Pour out (but don’t throw away!) enough bacon grease to leave a light coating in the bottom of the skillet, then turn the heat up to medium-high and add chicken breasts that have been pounded thin and seasoned with garlic salt and pepper. Saute the chicken until cooked through, 3-4 minutes a side, then transfer to the plate with the bacon. Chop the chicken once it’s cool enough to handle.
Next heat some of the reserved bacon grease into the skillet then add shredded brussels sprouts. You could of course hand-shred/slice whole brussels sprouts, but the bagged, pre-shredded sprouts saves so much time. Season with garlic salt and pepper then saute until the brussels sprouts are tender and golden brown, 7-9 minutes. Transfer the brussels sprouts to a plate then set aside.

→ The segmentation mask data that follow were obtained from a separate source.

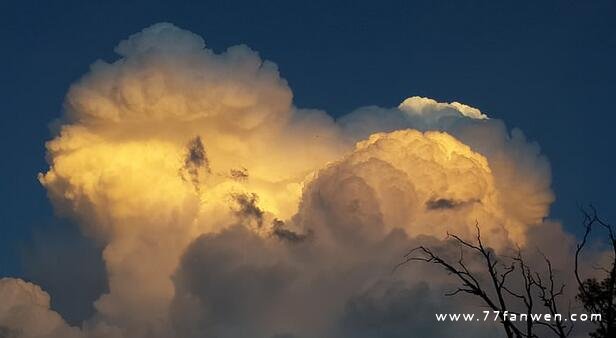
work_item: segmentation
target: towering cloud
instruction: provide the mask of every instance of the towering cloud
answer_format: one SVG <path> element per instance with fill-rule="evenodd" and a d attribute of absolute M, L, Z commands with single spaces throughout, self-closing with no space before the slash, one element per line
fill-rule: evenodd
<path fill-rule="evenodd" d="M 411 97 L 334 121 L 293 106 L 248 47 L 216 54 L 167 23 L 116 52 L 71 86 L 39 176 L 103 245 L 109 292 L 71 328 L 39 288 L 3 280 L 17 337 L 444 335 L 435 309 L 472 302 L 442 299 L 431 268 L 392 274 L 400 255 L 476 222 L 496 250 L 542 234 L 547 160 L 476 108 Z"/>

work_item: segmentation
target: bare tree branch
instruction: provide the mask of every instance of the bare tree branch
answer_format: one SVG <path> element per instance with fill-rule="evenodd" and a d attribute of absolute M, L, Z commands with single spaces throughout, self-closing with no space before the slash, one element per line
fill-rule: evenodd
<path fill-rule="evenodd" d="M 457 261 L 449 261 L 436 251 L 425 246 L 419 246 L 409 250 L 404 255 L 404 260 L 394 267 L 394 271 L 400 266 L 412 261 L 431 263 L 440 266 L 448 274 L 455 276 L 461 286 L 453 291 L 447 292 L 447 296 L 456 296 L 459 294 L 470 294 L 482 300 L 482 302 L 493 311 L 500 313 L 510 313 L 521 315 L 515 308 L 510 306 L 511 301 L 517 300 L 524 308 L 524 314 L 527 318 L 532 318 L 531 314 L 535 309 L 535 300 L 539 300 L 545 306 L 550 314 L 558 314 L 557 298 L 564 294 L 564 284 L 555 282 L 555 275 L 552 269 L 552 263 L 544 255 L 547 269 L 547 279 L 542 279 L 541 274 L 532 271 L 522 257 L 522 252 L 518 249 L 517 256 L 509 257 L 509 262 L 505 263 L 505 257 L 499 257 L 489 247 L 485 246 L 481 238 L 481 229 L 476 223 L 476 235 L 474 241 L 468 241 L 456 234 L 447 233 L 447 238 L 451 240 L 460 249 L 460 254 Z M 483 270 L 472 271 L 465 262 L 464 251 L 470 251 L 481 259 Z M 514 290 L 510 285 L 510 279 L 514 273 L 519 272 L 519 279 L 522 291 Z M 480 282 L 484 275 L 488 283 Z M 509 296 L 509 297 L 507 297 Z M 507 337 L 516 338 L 532 338 L 537 337 L 535 333 L 535 325 L 540 325 L 548 328 L 557 337 L 567 337 L 570 335 L 572 325 L 565 325 L 560 320 L 556 322 L 550 321 L 533 321 L 527 320 L 523 327 L 518 327 L 521 323 L 514 323 L 509 318 L 501 319 L 503 330 Z"/>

Last step is to add the last of the bacon fat plus enough extra virgin olive oil to equal 1/4 cup fat in the skillet. Add jumbo shallots that have been sliced into rings then fry until golden brown, 1-2 minutes, stirring frequently, before transferring to a paper towel-lined plate with a slotted spoon and sprinkling with salt. If you’ve never tried fried shallots, you are in for a TREAT! They taste like onion rings but don’t require any batter or coating. So delicious.
Last stop: assembly! To a very large mixing bowl add mixed greens, the cooled bacon, chicken, brussels sprouts, and quinoa, plus chopped dates and avocado.

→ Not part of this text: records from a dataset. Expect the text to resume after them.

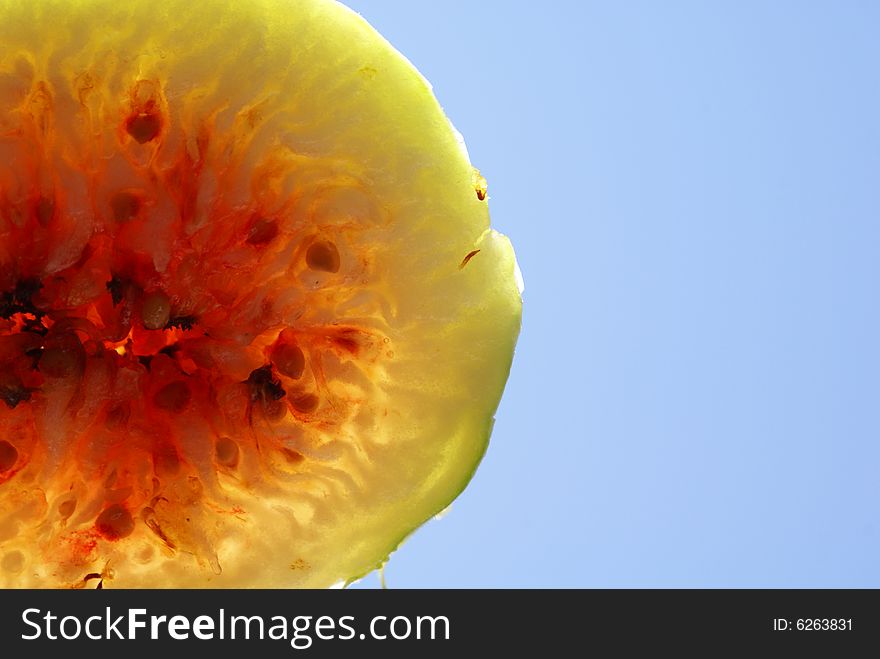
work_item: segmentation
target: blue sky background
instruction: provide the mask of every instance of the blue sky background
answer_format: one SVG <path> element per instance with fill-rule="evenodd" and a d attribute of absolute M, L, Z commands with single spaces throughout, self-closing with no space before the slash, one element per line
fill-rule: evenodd
<path fill-rule="evenodd" d="M 486 459 L 389 587 L 880 586 L 880 4 L 347 4 L 526 282 Z"/>

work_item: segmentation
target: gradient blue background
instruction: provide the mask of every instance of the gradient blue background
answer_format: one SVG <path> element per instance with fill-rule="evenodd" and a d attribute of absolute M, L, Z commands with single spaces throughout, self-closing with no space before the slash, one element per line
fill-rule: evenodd
<path fill-rule="evenodd" d="M 880 5 L 347 4 L 526 282 L 489 452 L 389 587 L 880 586 Z"/>

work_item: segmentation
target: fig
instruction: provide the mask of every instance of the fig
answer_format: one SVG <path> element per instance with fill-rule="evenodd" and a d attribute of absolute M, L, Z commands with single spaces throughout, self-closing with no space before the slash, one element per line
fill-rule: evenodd
<path fill-rule="evenodd" d="M 340 4 L 0 3 L 0 586 L 381 566 L 471 479 L 507 380 L 487 204 Z"/>

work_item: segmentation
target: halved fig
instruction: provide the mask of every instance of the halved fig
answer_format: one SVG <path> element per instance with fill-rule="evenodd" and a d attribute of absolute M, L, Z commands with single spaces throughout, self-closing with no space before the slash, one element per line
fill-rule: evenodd
<path fill-rule="evenodd" d="M 345 7 L 3 3 L 0 586 L 380 566 L 486 449 L 517 282 Z"/>

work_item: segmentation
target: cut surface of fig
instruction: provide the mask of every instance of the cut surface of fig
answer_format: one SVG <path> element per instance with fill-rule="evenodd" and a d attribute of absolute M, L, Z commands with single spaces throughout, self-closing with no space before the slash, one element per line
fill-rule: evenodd
<path fill-rule="evenodd" d="M 472 477 L 513 250 L 359 16 L 156 7 L 0 3 L 0 587 L 346 583 Z"/>

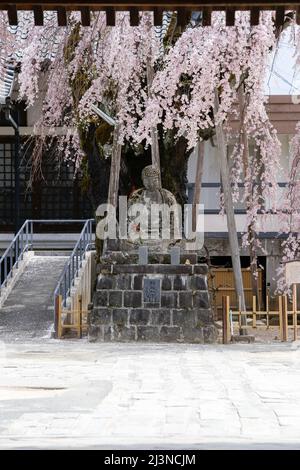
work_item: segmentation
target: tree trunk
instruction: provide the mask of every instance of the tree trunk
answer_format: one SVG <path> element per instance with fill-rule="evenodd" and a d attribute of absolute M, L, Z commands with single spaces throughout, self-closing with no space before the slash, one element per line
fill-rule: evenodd
<path fill-rule="evenodd" d="M 161 158 L 161 178 L 163 188 L 174 194 L 182 207 L 187 203 L 187 166 L 190 152 L 184 137 L 175 139 L 175 130 L 166 133 L 159 128 L 159 150 Z"/>
<path fill-rule="evenodd" d="M 219 109 L 219 97 L 217 90 L 215 91 L 215 114 Z M 239 242 L 235 224 L 235 217 L 234 217 L 234 208 L 233 208 L 233 200 L 232 200 L 232 193 L 231 193 L 231 185 L 230 185 L 230 178 L 229 178 L 229 168 L 227 162 L 227 155 L 226 155 L 226 142 L 224 136 L 224 130 L 221 123 L 216 124 L 216 136 L 217 136 L 217 144 L 218 144 L 218 152 L 219 152 L 219 159 L 220 159 L 220 168 L 221 168 L 221 180 L 223 186 L 223 194 L 224 194 L 224 204 L 226 210 L 226 217 L 227 217 L 227 226 L 228 226 L 228 236 L 229 236 L 229 244 L 231 249 L 231 260 L 232 260 L 232 267 L 233 267 L 233 274 L 234 274 L 234 282 L 235 282 L 235 290 L 238 299 L 241 302 L 241 310 L 242 312 L 246 311 L 246 304 L 245 304 L 245 295 L 244 295 L 244 288 L 243 288 L 243 277 L 242 277 L 242 269 L 241 269 L 241 261 L 240 261 L 240 250 L 239 250 Z M 241 316 L 241 324 L 242 327 L 246 327 L 247 325 L 247 318 L 246 315 Z M 246 329 L 242 328 L 240 334 L 245 334 Z"/>
<path fill-rule="evenodd" d="M 195 178 L 195 187 L 194 187 L 194 195 L 193 195 L 193 205 L 192 205 L 193 232 L 195 232 L 197 228 L 197 217 L 198 217 L 197 204 L 200 204 L 200 196 L 201 196 L 204 147 L 205 147 L 205 143 L 203 140 L 201 142 L 198 142 L 197 147 L 196 147 L 197 168 L 196 168 L 196 178 Z"/>

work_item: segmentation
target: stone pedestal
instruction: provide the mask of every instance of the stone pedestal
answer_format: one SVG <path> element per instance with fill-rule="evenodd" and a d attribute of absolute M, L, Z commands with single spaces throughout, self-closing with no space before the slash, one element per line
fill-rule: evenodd
<path fill-rule="evenodd" d="M 202 264 L 101 265 L 90 341 L 213 343 Z"/>

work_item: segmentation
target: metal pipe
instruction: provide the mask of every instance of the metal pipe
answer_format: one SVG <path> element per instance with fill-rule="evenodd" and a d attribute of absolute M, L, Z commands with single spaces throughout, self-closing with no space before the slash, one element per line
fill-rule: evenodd
<path fill-rule="evenodd" d="M 26 220 L 26 251 L 28 251 L 28 221 Z"/>
<path fill-rule="evenodd" d="M 17 108 L 16 108 L 17 109 Z M 18 112 L 18 109 L 17 109 Z M 7 100 L 7 107 L 5 109 L 5 117 L 11 123 L 15 131 L 15 158 L 14 158 L 14 169 L 15 169 L 15 232 L 19 230 L 20 224 L 20 132 L 19 125 L 11 115 L 10 99 Z"/>
<path fill-rule="evenodd" d="M 98 108 L 98 106 L 92 104 L 91 109 L 92 111 L 94 111 L 94 113 L 98 114 L 98 116 L 101 117 L 101 119 L 107 122 L 107 124 L 109 124 L 110 126 L 114 127 L 116 125 L 115 119 L 113 119 L 111 116 L 109 116 L 104 111 L 102 111 L 102 109 Z"/>

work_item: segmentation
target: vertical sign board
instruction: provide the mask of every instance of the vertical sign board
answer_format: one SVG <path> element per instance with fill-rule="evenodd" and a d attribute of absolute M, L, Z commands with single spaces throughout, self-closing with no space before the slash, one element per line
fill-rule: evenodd
<path fill-rule="evenodd" d="M 300 284 L 300 261 L 291 261 L 285 265 L 285 279 L 286 283 Z"/>
<path fill-rule="evenodd" d="M 144 303 L 158 304 L 160 302 L 160 279 L 144 279 Z"/>

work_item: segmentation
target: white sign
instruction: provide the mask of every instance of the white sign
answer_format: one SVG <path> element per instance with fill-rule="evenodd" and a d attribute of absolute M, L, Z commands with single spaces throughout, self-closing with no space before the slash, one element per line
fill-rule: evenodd
<path fill-rule="evenodd" d="M 285 278 L 287 284 L 300 284 L 300 261 L 291 261 L 285 265 Z"/>

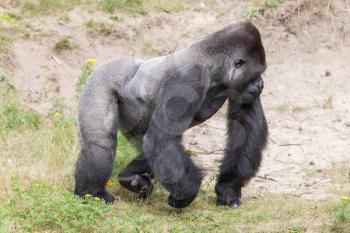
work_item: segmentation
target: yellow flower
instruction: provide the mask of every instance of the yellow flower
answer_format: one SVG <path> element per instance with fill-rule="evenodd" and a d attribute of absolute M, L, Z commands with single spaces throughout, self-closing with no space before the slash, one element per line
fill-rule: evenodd
<path fill-rule="evenodd" d="M 60 112 L 55 112 L 54 116 L 55 116 L 56 118 L 59 118 L 60 116 L 62 116 L 62 113 L 60 113 Z"/>
<path fill-rule="evenodd" d="M 350 198 L 349 198 L 349 196 L 342 195 L 342 196 L 340 196 L 340 200 L 342 200 L 342 201 L 349 201 Z"/>
<path fill-rule="evenodd" d="M 85 194 L 85 197 L 86 197 L 86 198 L 90 198 L 90 197 L 92 197 L 92 195 L 89 194 L 89 193 L 87 193 L 87 194 Z"/>
<path fill-rule="evenodd" d="M 106 183 L 107 188 L 112 188 L 113 187 L 113 180 L 109 178 Z"/>
<path fill-rule="evenodd" d="M 94 64 L 95 62 L 96 62 L 96 59 L 93 59 L 93 58 L 89 58 L 86 60 L 87 64 Z"/>
<path fill-rule="evenodd" d="M 39 186 L 40 186 L 40 184 L 38 184 L 38 183 L 34 183 L 34 184 L 33 184 L 33 186 L 34 186 L 34 187 L 39 187 Z"/>
<path fill-rule="evenodd" d="M 94 200 L 100 202 L 100 201 L 101 201 L 101 198 L 99 198 L 99 197 L 94 197 Z"/>

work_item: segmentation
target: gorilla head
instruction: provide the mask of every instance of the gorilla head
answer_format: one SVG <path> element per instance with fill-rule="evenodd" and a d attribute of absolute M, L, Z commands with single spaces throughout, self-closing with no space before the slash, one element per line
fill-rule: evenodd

Drizzle over enough Maple-Dijon Vinaigrette (extra virgin olive oil, maple syrup, Dijon mustard, apple cider vinegar, salt, and pepper) to coat then toss to combine.
Scoop the salad onto plates then top with chevre and a quarter of the fried shallots and dig in. I hope you love this incredible, protien-packed salad that will power you through your day!